Filaments can also tune the response of enzymes to allosteric effectors. Assembly of IMP dehydrogenase 2 into filaments decreases its response to the allosteric inhibitor GTP. Binding of GTP compresses and allosterically inhibits free octamers of IMP dehydrogenase 2, but filament contacts stabilize a conformation of the catalytic core that resists this GTP-induced compression, making the filaments less sensitive to GTP inhibition (Figure 3, Figure 4e) [30]. Filaments formed by IMP dehydrogenase 1 also modulate the enzyme's response to GTP, and inhibition is further tuned by N- and C-terminal extensions that are a part of the retinal splice variants of the protein [21]. This ability to remain functional at high GTP levels is especially important in cells that have a high nucleotide demand, like those in the retina, where the enzyme must maintain activity in the presence of large pools of a feedback inhibitor.

Many other regulatory mechanisms have been associated with filament formation in enzymes. Filament assembly can occur as a direct response to environmental cues, such as divalent cations, as is the case in glutamine synthetase [32,48], or pH, as for CTP synthase from S. cerevisiae [22] and arginine and lysine decarboxylases in bacteria [31,49]. Assembly can provide a platform for integration of regulatory signals; filament formation of acetyl-CoA carboxylase allows for the integration of signals from binding partners and phosphorylation [28]. Filament formation can stabilize the domains located at the filament interface, inhibiting the activity of those domains, as happens in methylcrotonyl-CoA carboxylase [50]. Filaments can create a cofactor “nanowire” required for the transfer of electrons [44,51]. Recent work on aldehyde-alcohol dehydrogenase has demonstrated that “spirosome” filament assembly is not only critical for its activity, but that changes in the filament architecture facilitate substrate channeling between different active sites in the enzyme (Figure 4f) [52, 53, 54].

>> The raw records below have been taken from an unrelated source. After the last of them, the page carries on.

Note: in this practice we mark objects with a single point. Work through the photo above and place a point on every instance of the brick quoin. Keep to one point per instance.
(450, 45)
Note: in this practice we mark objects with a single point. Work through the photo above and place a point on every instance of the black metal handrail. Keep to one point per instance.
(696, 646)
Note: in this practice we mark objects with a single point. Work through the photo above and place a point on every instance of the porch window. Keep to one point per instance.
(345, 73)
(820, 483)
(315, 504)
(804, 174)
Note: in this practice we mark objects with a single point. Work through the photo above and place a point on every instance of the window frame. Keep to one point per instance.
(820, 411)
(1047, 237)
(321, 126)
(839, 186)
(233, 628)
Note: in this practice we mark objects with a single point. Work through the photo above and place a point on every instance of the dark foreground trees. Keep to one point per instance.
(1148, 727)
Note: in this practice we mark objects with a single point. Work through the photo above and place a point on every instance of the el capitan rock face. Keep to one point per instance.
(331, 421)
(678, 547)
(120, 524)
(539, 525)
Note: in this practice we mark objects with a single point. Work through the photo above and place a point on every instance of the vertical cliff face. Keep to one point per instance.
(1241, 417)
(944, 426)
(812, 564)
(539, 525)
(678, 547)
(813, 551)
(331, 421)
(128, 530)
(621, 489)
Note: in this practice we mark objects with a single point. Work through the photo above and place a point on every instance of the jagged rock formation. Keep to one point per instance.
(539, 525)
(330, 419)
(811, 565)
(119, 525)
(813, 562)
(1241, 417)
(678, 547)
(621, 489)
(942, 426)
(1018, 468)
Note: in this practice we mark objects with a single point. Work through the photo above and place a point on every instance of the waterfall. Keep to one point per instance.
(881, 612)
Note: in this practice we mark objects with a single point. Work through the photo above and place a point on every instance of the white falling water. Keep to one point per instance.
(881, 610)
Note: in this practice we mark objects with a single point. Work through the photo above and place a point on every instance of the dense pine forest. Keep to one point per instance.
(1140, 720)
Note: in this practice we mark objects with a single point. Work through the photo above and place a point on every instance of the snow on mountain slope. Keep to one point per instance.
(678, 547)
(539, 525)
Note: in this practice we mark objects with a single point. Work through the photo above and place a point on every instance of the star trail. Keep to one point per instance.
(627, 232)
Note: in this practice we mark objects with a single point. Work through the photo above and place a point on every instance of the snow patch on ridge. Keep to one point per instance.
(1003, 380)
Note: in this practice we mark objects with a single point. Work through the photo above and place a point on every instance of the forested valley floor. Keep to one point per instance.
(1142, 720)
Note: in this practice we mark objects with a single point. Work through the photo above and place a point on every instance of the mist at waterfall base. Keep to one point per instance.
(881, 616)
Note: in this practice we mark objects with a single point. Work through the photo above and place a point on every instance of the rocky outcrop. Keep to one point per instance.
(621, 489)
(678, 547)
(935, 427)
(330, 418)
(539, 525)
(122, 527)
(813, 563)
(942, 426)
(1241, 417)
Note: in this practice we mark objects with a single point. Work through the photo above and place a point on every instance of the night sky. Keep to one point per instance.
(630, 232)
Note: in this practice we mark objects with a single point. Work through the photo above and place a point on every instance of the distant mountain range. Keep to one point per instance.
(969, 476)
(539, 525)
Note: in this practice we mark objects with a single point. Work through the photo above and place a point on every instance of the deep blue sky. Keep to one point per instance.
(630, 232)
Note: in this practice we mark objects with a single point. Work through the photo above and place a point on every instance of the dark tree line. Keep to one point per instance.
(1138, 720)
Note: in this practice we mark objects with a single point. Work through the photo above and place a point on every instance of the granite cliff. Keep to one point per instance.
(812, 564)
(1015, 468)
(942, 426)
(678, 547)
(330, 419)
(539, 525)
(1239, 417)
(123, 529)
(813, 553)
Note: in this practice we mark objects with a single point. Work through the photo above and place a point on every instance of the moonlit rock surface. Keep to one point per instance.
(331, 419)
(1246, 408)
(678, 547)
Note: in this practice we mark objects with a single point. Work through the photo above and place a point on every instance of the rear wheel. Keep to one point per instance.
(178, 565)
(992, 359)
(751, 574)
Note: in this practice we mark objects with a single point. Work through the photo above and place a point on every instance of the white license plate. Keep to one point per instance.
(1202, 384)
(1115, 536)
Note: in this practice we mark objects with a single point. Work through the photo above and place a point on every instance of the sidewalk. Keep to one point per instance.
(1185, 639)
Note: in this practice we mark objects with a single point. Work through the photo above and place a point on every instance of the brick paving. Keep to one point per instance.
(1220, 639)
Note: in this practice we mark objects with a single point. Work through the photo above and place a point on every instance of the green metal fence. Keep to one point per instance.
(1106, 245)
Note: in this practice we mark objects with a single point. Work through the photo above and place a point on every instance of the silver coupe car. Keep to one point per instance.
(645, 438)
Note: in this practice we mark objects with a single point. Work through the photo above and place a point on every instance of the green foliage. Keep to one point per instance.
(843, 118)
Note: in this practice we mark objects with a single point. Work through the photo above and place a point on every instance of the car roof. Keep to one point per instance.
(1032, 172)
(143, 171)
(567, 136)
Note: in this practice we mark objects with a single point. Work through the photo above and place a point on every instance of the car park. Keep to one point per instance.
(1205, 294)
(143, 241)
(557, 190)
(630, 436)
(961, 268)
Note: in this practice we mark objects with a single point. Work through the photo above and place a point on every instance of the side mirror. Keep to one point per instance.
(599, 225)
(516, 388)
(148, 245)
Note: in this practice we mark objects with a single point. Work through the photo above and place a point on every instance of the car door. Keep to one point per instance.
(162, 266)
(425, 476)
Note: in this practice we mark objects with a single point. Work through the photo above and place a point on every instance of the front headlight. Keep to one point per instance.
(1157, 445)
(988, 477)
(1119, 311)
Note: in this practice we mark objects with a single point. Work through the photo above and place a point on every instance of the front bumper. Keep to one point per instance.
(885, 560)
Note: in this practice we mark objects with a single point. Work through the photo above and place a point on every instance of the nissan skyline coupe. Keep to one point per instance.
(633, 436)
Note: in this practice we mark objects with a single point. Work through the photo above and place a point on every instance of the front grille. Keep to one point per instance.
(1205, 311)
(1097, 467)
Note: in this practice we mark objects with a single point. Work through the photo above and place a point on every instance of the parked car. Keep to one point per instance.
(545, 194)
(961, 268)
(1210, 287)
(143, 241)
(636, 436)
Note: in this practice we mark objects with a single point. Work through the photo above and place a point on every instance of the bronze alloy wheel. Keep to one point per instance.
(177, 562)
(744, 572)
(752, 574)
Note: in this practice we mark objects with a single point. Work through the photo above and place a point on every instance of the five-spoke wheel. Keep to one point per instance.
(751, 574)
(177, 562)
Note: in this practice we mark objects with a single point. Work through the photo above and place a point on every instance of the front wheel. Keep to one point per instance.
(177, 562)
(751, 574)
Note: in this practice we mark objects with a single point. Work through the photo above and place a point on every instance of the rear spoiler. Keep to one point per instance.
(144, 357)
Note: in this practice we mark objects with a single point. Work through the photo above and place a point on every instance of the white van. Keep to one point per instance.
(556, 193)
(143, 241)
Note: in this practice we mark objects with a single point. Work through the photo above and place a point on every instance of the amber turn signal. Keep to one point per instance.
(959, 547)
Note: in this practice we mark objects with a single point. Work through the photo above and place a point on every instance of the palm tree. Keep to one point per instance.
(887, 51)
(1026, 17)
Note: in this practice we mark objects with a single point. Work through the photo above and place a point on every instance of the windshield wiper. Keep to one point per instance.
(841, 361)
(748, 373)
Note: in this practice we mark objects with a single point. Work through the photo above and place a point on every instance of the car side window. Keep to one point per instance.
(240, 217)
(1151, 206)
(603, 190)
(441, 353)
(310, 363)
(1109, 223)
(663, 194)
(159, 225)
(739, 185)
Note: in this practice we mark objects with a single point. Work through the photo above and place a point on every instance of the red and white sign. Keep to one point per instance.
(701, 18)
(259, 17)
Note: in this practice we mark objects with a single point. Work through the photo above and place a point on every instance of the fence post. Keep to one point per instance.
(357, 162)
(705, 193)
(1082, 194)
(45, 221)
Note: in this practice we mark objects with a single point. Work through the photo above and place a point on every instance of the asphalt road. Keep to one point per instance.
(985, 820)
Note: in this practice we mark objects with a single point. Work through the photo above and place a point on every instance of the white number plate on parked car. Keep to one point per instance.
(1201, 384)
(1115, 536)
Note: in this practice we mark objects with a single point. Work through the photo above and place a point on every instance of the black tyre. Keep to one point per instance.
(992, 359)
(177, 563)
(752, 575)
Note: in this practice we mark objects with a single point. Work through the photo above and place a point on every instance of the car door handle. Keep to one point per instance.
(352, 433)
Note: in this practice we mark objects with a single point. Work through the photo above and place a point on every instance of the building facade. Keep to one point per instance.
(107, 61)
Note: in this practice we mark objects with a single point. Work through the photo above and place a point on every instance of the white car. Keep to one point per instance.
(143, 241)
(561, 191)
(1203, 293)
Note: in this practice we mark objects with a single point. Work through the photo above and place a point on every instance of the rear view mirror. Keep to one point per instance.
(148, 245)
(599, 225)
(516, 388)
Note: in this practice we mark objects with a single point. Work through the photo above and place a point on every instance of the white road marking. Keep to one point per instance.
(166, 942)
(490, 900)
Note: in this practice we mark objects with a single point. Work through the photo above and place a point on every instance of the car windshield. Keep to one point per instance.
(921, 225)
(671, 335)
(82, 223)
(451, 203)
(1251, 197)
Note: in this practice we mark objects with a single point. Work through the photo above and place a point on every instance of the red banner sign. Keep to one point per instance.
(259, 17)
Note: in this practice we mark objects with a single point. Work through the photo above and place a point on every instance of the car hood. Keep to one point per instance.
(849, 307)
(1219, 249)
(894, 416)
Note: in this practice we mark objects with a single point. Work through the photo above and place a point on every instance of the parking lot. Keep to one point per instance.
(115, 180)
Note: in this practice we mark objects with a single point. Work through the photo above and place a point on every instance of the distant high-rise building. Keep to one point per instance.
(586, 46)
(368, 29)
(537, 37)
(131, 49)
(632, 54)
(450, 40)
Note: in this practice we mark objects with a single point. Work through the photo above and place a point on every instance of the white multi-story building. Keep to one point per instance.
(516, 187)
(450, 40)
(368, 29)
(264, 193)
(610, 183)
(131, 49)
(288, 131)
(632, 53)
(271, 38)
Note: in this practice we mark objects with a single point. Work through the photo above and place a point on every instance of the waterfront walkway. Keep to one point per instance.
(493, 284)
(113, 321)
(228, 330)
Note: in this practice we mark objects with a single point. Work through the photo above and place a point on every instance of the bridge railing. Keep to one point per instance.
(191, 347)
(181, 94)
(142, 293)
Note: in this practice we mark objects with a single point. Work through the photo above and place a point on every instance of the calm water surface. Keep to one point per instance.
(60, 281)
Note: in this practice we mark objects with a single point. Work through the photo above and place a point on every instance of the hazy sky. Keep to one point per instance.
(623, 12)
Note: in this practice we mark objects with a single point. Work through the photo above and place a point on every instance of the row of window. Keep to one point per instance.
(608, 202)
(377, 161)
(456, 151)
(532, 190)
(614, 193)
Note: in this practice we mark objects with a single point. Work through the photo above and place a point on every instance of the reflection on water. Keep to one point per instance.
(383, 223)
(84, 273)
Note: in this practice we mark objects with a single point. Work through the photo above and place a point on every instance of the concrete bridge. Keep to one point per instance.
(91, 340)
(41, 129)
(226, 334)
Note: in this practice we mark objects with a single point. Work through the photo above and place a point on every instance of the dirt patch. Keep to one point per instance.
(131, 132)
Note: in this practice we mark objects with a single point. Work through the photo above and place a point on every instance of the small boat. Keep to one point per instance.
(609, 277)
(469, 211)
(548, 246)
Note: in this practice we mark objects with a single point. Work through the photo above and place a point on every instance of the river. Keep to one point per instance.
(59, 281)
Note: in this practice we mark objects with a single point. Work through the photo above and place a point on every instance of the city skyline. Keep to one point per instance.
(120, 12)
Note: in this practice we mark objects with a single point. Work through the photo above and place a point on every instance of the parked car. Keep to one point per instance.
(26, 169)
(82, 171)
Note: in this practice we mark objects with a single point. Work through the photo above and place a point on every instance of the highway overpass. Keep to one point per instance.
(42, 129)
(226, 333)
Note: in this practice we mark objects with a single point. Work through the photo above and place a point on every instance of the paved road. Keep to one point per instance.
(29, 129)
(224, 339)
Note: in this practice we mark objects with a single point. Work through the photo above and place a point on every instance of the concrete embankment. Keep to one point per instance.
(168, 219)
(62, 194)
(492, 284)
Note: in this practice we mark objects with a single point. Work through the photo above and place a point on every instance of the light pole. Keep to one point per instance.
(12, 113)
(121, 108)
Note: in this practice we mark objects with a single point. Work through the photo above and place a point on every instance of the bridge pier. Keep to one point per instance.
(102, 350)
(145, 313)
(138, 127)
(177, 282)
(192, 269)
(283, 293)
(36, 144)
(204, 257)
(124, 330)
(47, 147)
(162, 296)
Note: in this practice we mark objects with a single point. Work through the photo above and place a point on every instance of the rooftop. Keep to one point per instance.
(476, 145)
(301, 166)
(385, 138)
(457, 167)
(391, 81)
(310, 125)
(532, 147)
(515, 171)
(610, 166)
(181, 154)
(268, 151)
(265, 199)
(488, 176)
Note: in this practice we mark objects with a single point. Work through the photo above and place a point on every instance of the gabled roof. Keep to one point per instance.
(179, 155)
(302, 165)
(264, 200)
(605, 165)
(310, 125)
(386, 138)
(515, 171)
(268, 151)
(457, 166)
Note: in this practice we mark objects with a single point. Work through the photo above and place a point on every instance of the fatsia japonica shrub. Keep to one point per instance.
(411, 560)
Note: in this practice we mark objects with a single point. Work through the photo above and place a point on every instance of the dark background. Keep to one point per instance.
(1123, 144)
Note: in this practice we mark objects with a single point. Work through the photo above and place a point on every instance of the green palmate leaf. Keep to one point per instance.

We can postulate additional mechanisms of assembly-based regulation, beyond those observed to date. Like the allosteric site stabilization in filaments of PRPP synthetase, assembly of filaments could form emergent allosteric sites not found in the enzyme protomers, making filaments required for activity or inhibition. Filament formation might also accomplish the opposite affect; by assembling into a filament, the active or allosteric sites of an enzyme could be occluded, preventing activity or regulation. Filaments might impose hysteresis on an enzyme; once the filament has assembled in either the active or inactive form, a higher effector concentration might be required to switch the enzyme into the opposing conformation than is required when the enzyme is in its monomeric or stoichiometric oligomer form. This modality would buffer enzyme activity or inhibition against short or shallow spikes in ligand concentration, preventing the cell from shifting into a new regime prematurely. Whether any such mechanisms exist in nature remains to be seen, and considering these alternatives may be useful for efforts to design novel filamentous assemblies to control biochemical activities [55, 56, 57].